Taoiseach Enda Kenny has fiercely defended Ireland's tax regime after Europe's top competition authority launched a probe into its dealings with multinational companies.
As the European Commission confirmed Ireland was one of three countries being examined about its tax arrangements, Mr Kenny insisted the state is committed to a "transparent" system.
He said the Organisation for Economic Co-operation and Development (OECD), which released its economic report on the country today, was satisfied Ireland was not a "tax haven".
"Ireland is very happy to participate internationally, work with the OECD and the other institutions to bring about a transparent and accountable system in respect of tax," Mr Kenny said.
"And I welcome the strong confirmation from the OECD that Ireland is not a tax haven."
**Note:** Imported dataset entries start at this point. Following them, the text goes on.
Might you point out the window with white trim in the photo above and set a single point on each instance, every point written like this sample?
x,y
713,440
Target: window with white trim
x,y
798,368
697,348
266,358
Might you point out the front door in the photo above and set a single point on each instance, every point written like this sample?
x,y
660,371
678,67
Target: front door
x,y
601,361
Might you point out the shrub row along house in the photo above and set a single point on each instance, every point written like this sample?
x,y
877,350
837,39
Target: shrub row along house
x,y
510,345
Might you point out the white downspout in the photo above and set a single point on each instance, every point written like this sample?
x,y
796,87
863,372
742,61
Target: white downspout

The European Commission has sent requests to Ireland, the Netherlands and Luxembourg, asking them to explain their systems of tax rulings and to give details of any deals struck with certain multinationals.
Its preliminary examination could potentially lead to a formal investigation.
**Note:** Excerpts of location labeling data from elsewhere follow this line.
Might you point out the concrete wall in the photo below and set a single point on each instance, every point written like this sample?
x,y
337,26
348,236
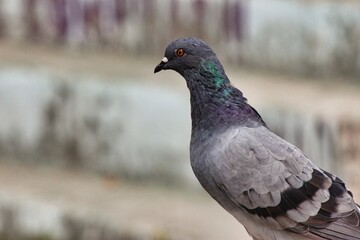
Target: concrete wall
x,y
125,129
303,37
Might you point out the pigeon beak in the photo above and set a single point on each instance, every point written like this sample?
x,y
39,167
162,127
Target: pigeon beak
x,y
161,65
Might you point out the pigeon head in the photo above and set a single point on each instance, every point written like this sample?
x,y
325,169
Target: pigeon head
x,y
214,101
186,54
In June, the Government was forced to reject claims by two US senators that Ireland was a tax haven and had handed technology giant Apple a special deal.
However, the lawmakers said records obtained by their committee showed Apple, which has about 4,000 employees in Ireland with most based in Cork, paid a nominal rate far below Ireland's corporation tax rate of 12.5%.
Mr Kenny today said the country was willing to work with its European counterparts to ensure a fair system.
"I can confirm here that at the Council of Europe meeting of the leaders, there was very strong support for getting involved in the base erosion, profit shifting requirement for discussion and international involvement in setting out a transparent system of taxation here," he said.
The Taoiseach also insisted Ireland's relatively low corporation tax rate would remain unchanged despite the latest wave of scrutiny on the country's tax laws.
Meanwhile, opposition party Fianna Fail urged the Government to deal with this "threat" as swiftly as possible.
European Affairs Committee member Timmy Dooley said he was surprised the Taoiseach was unaware the European Commission had been planning its probe.
"Our corporation tax rules are in accordance with OECD guidelines and robust defence of our position should be a diplomatic priority at the highest level of Government," Mr Dooley said.
"Ireland's corporation tax regime has been a cornerstone of our industrial policy for decades and any threat to it must be dealt with swiftly.
"Ill informed and politically motivated commentary threatens reputational damage to Ireland and the proliferation of the myth that Ireland is a tax haven."